The federal Office of Civil Rights (OCR) has just released a new report, Disability Rights Enforcement Highlights, and it reveals among other interesting findings that during the three year period from 2009-2011, OCR received its greatest yet number of disability complaints. From 2009-2011, OCR received over 11,700 disability complaints, which comprised 55% of the total overall complaints received. The other 45% of the claims received were related to other areas of OCR enforcement in areas such as national origin, race, age, and sex.

 

Disability Rights Enforcement Highlights

Based on the report, it is clear that the vast majority of disability complaints were in the area of FAPE, Free and Appropriate Public Education. FAPE questions concern whether a district has offered a special needs child an educational program from which the student can obtain at least some minimal benefit. If not, the student has been denied FAPE. Of the 11,700 disability complains, 4678 were devoted to FAPE questions, or roughly 40%. Other high complaint areas were exclusion, retaliation, and academic adjustment. During this three year span, the OCR launched 15 FAPE related investigations of its own.

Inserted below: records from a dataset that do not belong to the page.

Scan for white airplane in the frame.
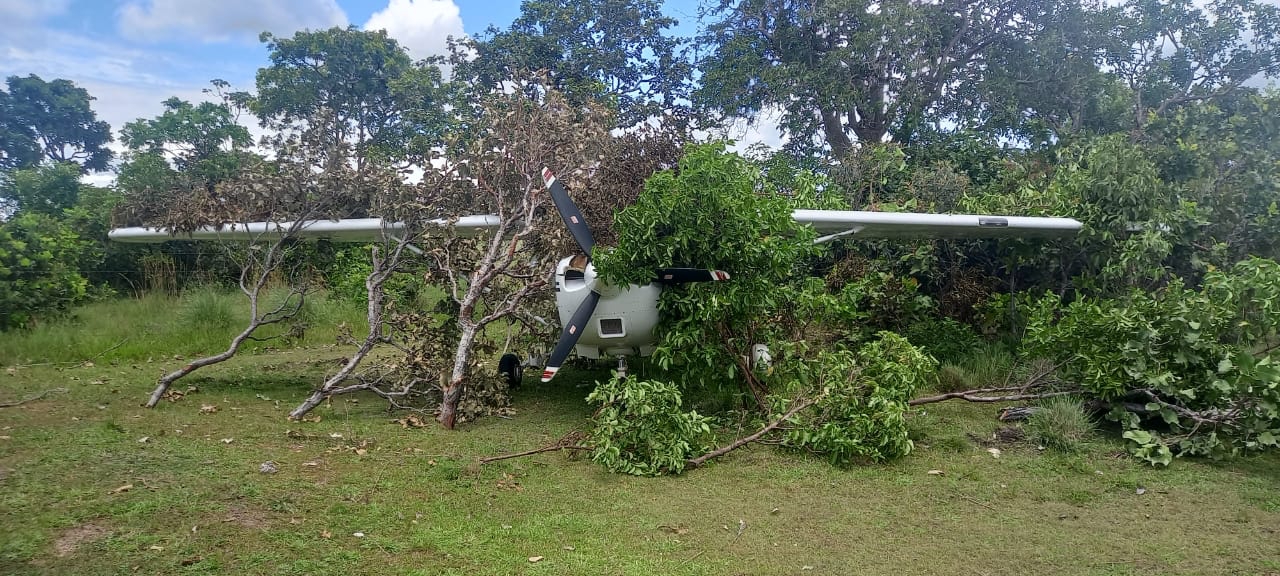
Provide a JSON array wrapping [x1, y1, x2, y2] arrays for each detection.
[[108, 169, 1080, 385]]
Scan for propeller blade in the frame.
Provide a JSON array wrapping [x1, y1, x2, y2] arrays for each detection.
[[543, 292, 600, 381], [657, 268, 728, 284], [543, 168, 595, 257]]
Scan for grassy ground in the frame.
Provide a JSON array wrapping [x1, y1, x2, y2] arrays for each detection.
[[0, 294, 1280, 575]]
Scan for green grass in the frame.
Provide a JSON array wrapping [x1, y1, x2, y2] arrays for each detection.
[[0, 288, 366, 366], [0, 294, 1280, 575]]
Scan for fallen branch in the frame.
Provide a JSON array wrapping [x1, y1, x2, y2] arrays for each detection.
[[480, 443, 594, 465], [14, 337, 129, 369], [906, 388, 1080, 406], [685, 397, 820, 468], [0, 388, 67, 408], [480, 430, 595, 465]]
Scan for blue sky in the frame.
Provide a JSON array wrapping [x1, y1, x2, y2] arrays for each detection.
[[0, 0, 716, 154]]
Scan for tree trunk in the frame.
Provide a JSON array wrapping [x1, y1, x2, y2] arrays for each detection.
[[435, 323, 476, 430], [146, 317, 262, 408], [819, 110, 854, 159], [289, 242, 403, 420]]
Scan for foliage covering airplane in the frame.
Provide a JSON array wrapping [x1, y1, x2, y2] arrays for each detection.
[[108, 169, 1080, 381]]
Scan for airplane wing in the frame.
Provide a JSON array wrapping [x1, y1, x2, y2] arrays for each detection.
[[106, 215, 500, 243], [791, 210, 1080, 243]]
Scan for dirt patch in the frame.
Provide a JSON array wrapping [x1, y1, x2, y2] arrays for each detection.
[[54, 522, 109, 558], [223, 506, 271, 530]]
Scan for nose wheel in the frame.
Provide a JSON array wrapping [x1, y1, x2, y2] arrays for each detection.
[[498, 353, 525, 389]]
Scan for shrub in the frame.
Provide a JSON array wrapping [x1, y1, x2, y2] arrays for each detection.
[[902, 317, 982, 362], [773, 332, 937, 465], [1027, 259, 1280, 465], [1027, 396, 1093, 452], [179, 285, 238, 330], [0, 212, 88, 330], [586, 376, 710, 476]]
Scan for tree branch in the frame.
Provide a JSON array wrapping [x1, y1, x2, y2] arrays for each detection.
[[685, 396, 822, 468]]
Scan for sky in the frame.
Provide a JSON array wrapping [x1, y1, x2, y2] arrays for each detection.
[[0, 0, 780, 181]]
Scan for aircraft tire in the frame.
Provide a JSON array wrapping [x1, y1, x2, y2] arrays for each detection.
[[498, 353, 525, 389]]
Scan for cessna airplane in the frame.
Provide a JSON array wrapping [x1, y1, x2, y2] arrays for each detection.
[[108, 168, 1080, 384]]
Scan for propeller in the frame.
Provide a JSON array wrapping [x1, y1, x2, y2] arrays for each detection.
[[543, 168, 728, 381], [543, 168, 595, 259]]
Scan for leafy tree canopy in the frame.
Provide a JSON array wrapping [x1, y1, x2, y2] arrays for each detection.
[[456, 0, 692, 127], [0, 74, 113, 172]]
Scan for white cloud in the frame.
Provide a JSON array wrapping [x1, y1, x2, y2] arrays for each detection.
[[118, 0, 347, 42], [0, 0, 68, 23], [365, 0, 463, 59]]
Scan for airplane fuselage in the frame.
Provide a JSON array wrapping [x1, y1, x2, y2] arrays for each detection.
[[556, 256, 662, 358]]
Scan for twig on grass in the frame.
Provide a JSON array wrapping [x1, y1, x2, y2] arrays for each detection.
[[0, 388, 67, 408], [14, 337, 132, 369], [685, 397, 820, 468], [480, 444, 594, 465]]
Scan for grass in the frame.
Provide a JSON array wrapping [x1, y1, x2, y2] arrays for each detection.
[[1027, 396, 1094, 452], [0, 294, 1280, 575], [0, 288, 366, 366]]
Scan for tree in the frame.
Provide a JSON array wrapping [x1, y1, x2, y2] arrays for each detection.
[[291, 77, 612, 429], [251, 27, 412, 166], [454, 0, 692, 127], [120, 96, 252, 186], [0, 163, 81, 216], [0, 212, 88, 330], [695, 0, 1036, 157], [419, 78, 612, 429], [595, 143, 818, 406], [137, 142, 398, 407], [1102, 0, 1280, 131], [0, 74, 113, 172]]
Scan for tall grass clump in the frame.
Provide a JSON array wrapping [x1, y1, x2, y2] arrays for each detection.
[[0, 287, 366, 365], [938, 342, 1018, 392], [179, 285, 244, 332], [1027, 396, 1094, 452]]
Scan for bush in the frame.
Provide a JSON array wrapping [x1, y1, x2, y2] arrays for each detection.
[[1027, 396, 1093, 452], [1027, 259, 1280, 465], [0, 212, 88, 330], [178, 285, 238, 330], [902, 317, 982, 362], [772, 332, 937, 466], [586, 376, 710, 476]]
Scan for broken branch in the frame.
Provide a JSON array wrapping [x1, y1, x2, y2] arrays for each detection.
[[686, 396, 822, 468]]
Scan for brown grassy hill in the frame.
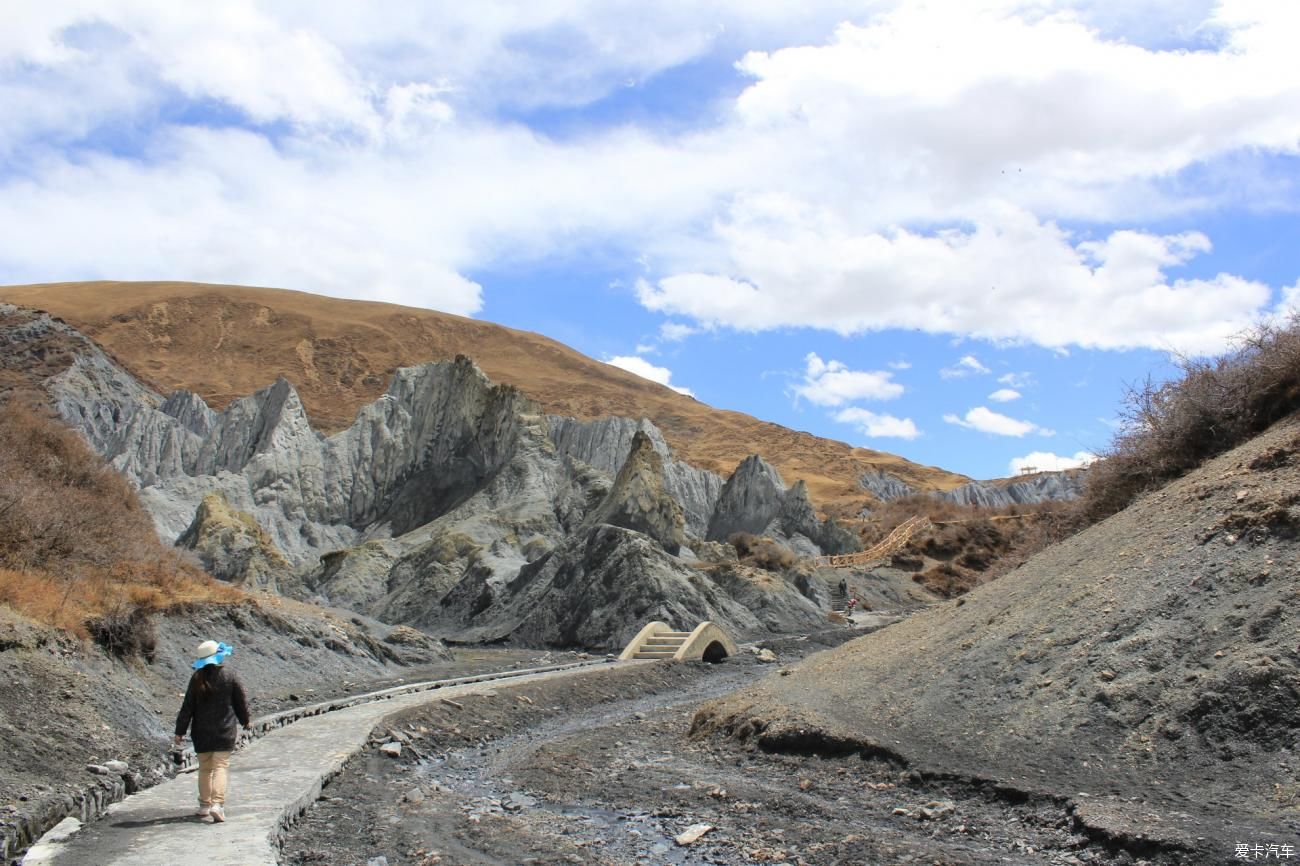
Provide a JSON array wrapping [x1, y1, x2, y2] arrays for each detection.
[[0, 282, 967, 512]]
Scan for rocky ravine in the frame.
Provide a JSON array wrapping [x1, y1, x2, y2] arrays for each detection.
[[4, 307, 837, 649]]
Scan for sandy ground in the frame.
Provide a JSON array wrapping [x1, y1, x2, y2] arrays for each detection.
[[282, 655, 1190, 866]]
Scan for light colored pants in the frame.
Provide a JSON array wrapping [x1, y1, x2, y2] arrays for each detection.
[[199, 752, 230, 806]]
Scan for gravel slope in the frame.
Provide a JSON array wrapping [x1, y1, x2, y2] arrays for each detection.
[[696, 417, 1300, 862]]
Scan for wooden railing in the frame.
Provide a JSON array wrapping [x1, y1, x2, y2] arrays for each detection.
[[813, 515, 930, 568]]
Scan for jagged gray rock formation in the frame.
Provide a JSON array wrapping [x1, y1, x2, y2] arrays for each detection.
[[858, 469, 917, 502], [935, 469, 1086, 508], [443, 524, 824, 650], [707, 454, 785, 541], [176, 493, 294, 593], [15, 306, 847, 646], [547, 415, 723, 538], [586, 430, 691, 555], [707, 455, 861, 557]]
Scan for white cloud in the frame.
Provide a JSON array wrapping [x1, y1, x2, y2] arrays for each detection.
[[939, 355, 989, 378], [794, 352, 904, 406], [638, 204, 1271, 352], [605, 355, 696, 397], [835, 406, 920, 440], [1010, 451, 1097, 475], [0, 0, 1300, 353], [944, 406, 1053, 437], [659, 321, 699, 343]]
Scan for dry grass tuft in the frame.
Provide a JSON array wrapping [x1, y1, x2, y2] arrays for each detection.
[[1080, 313, 1300, 523], [727, 532, 796, 571], [0, 402, 244, 637]]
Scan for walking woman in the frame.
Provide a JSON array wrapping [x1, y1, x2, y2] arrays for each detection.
[[176, 641, 248, 823]]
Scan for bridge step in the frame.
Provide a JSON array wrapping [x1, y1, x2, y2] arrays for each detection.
[[620, 622, 736, 662]]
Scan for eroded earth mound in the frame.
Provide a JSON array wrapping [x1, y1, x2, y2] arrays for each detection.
[[694, 416, 1300, 862]]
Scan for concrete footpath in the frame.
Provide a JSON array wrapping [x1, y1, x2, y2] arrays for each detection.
[[22, 664, 608, 866]]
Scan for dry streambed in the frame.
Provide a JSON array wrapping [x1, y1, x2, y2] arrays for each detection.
[[282, 658, 1182, 866]]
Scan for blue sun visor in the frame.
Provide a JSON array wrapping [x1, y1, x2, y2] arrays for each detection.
[[194, 644, 235, 671]]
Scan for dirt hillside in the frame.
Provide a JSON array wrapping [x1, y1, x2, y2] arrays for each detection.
[[696, 416, 1300, 863], [0, 282, 967, 512]]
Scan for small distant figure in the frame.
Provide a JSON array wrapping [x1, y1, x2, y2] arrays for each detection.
[[173, 641, 250, 823]]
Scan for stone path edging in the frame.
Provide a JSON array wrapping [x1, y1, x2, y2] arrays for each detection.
[[21, 659, 618, 866]]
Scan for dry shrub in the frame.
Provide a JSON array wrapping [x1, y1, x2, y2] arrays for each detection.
[[727, 532, 796, 571], [0, 403, 159, 570], [0, 402, 243, 639], [911, 562, 982, 598], [1080, 313, 1300, 523]]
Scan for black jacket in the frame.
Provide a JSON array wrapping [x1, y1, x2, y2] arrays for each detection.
[[176, 664, 248, 752]]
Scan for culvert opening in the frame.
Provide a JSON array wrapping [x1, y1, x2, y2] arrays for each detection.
[[705, 641, 727, 664]]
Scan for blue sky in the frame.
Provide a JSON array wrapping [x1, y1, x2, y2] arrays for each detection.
[[0, 0, 1300, 477]]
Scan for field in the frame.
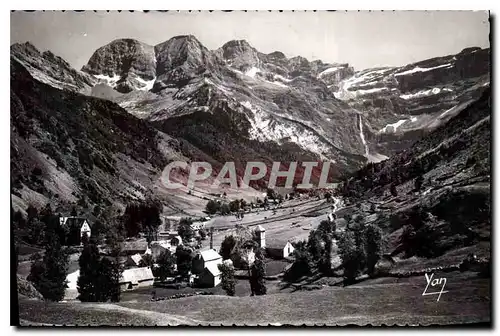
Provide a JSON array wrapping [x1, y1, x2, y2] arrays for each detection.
[[20, 272, 491, 326]]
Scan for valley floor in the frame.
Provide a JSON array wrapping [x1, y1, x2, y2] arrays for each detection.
[[19, 272, 491, 326]]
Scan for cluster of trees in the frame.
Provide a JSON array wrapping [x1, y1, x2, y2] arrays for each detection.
[[28, 214, 69, 301], [285, 220, 337, 281], [205, 200, 231, 215], [219, 235, 267, 296], [205, 188, 284, 215], [338, 216, 383, 284], [77, 238, 123, 302], [123, 198, 163, 242]]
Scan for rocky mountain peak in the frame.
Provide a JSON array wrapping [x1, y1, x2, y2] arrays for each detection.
[[153, 35, 221, 92], [10, 42, 95, 94], [82, 39, 156, 93], [218, 40, 261, 70]]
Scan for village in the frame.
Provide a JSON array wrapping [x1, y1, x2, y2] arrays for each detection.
[[56, 189, 337, 301]]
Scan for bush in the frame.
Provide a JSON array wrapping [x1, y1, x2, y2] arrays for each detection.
[[205, 200, 220, 215], [154, 250, 176, 281], [220, 203, 231, 215], [28, 233, 69, 301], [364, 225, 382, 275], [218, 263, 236, 296], [177, 218, 194, 242]]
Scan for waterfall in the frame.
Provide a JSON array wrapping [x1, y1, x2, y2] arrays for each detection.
[[359, 114, 370, 159]]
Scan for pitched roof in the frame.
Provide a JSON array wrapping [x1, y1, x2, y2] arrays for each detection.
[[200, 249, 222, 261], [120, 267, 154, 284], [257, 225, 266, 232], [120, 241, 148, 251], [204, 264, 221, 277], [129, 253, 142, 265], [59, 217, 90, 227], [266, 241, 291, 250]]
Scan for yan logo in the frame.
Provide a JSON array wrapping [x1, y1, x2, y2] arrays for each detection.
[[422, 273, 448, 301]]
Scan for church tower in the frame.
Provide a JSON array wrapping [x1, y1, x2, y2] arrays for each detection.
[[256, 225, 266, 248]]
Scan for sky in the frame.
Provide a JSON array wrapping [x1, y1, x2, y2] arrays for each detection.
[[11, 11, 490, 70]]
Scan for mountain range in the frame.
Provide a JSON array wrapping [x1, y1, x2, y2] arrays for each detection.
[[11, 35, 490, 213]]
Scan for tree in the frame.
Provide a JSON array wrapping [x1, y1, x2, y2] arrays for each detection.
[[97, 258, 122, 302], [155, 250, 176, 281], [220, 203, 231, 215], [364, 225, 382, 275], [205, 200, 220, 215], [249, 259, 267, 295], [229, 200, 240, 212], [177, 218, 194, 242], [415, 175, 424, 191], [77, 242, 101, 302], [218, 263, 236, 296], [219, 235, 237, 260], [338, 230, 364, 284], [28, 232, 68, 301], [284, 241, 313, 281], [198, 229, 207, 240], [175, 245, 194, 277], [123, 198, 163, 241], [139, 254, 154, 267], [391, 183, 398, 197], [266, 188, 276, 199], [307, 230, 324, 261], [240, 198, 248, 210], [77, 238, 123, 302]]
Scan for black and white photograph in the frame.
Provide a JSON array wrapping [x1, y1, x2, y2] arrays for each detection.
[[10, 10, 493, 328]]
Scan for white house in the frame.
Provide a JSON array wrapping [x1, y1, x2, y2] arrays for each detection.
[[192, 249, 222, 274], [120, 267, 155, 291], [196, 263, 221, 288], [64, 269, 80, 300], [266, 241, 295, 259], [125, 253, 142, 267], [149, 240, 177, 260], [59, 216, 91, 245]]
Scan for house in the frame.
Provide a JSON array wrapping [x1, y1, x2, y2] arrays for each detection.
[[59, 216, 91, 243], [120, 267, 155, 291], [158, 231, 182, 248], [192, 249, 222, 274], [196, 263, 221, 288], [64, 269, 80, 300], [120, 240, 148, 256], [191, 222, 205, 230], [255, 225, 266, 248], [149, 240, 172, 260], [266, 241, 295, 259], [125, 253, 142, 267]]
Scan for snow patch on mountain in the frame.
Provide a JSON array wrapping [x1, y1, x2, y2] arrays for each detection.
[[379, 119, 408, 133], [333, 69, 390, 100], [318, 67, 343, 78], [245, 67, 261, 78], [394, 63, 453, 77], [399, 87, 444, 100], [359, 115, 370, 158], [93, 74, 121, 87], [136, 76, 156, 91], [241, 101, 331, 160], [274, 74, 292, 83]]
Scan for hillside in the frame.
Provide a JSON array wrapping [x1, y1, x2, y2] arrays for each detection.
[[20, 274, 491, 326], [11, 39, 490, 179], [11, 59, 169, 213], [340, 90, 491, 264]]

Another important function that OCR noted it played over this same time span was protecting the educational rights of “wounded warriors.,” our nation’s soldiers who have returned home from battle with permanent injuries that qualify them for educational protection. OCR noted that often these former soldiers are not familiar with the educational protections provided for them under federal law.

Similarly, educational institutions are not uniformly prepared to serve an influx of veterans with combat-related disabilities such as Traumatic Brain Injury and Post-Traumatic Stress Disorder. OCR’s technical assistance has informed veterans, educators and service providers from institutions such as the Veterans Administration about how the protections afforded to post-secondary students with disabilities apply to those returning from war.

Here are examples of some of the investigations based on complaints received by OCR.

Academic Adjustment: An HIV positive student alleged that his college discriminated against him by dismissing him from its medical office technology program. One of the required classes for it mandated that the students draw blood from one another, and the school dropped the young man due to safety concerns. In order to resolve the complaint, the school agreed to re-enroll the student, consider the student’s request for the academic adjustment of not having other students draw his blood, and provide the college’s staff with training on the necessity of providing academic adjustments to disabled students.

FAPE: OCR facilitated Early Complaint Resolution where parents alleged that a school district had not faithfully implemented their child’s IEP (individualized educational program) who qualified for services due to a mood disorder. Based on these efforts, the district agreed to schedule an IEP to discuss the parent’s concerns and to provide notice to the teachers of the requirement that they implement the IEP.

Harassment: Parents filed a complaint based on harassment they alleged their student had received due to a disability related body odor issue. The child had been previously diagnosed due to Fragile X Syndrome, ADD, Asperger’s Syndrome, and Tourette’s Syndrome. The complaint alleged that based on the body odor issue, the student had been detained by school staff who made her take a shower prior to attending class, had staff spray air freshener on her in front of other students, and be sent home prior to the end of the day due to her body odor. After OCR facilitated Early Complaint Resolution, the school district agreed to train staff regarding the student’s disabilities, enroll the student in its Senior Life Skills course, offer weekly social work services, and assist the student in finding community employment.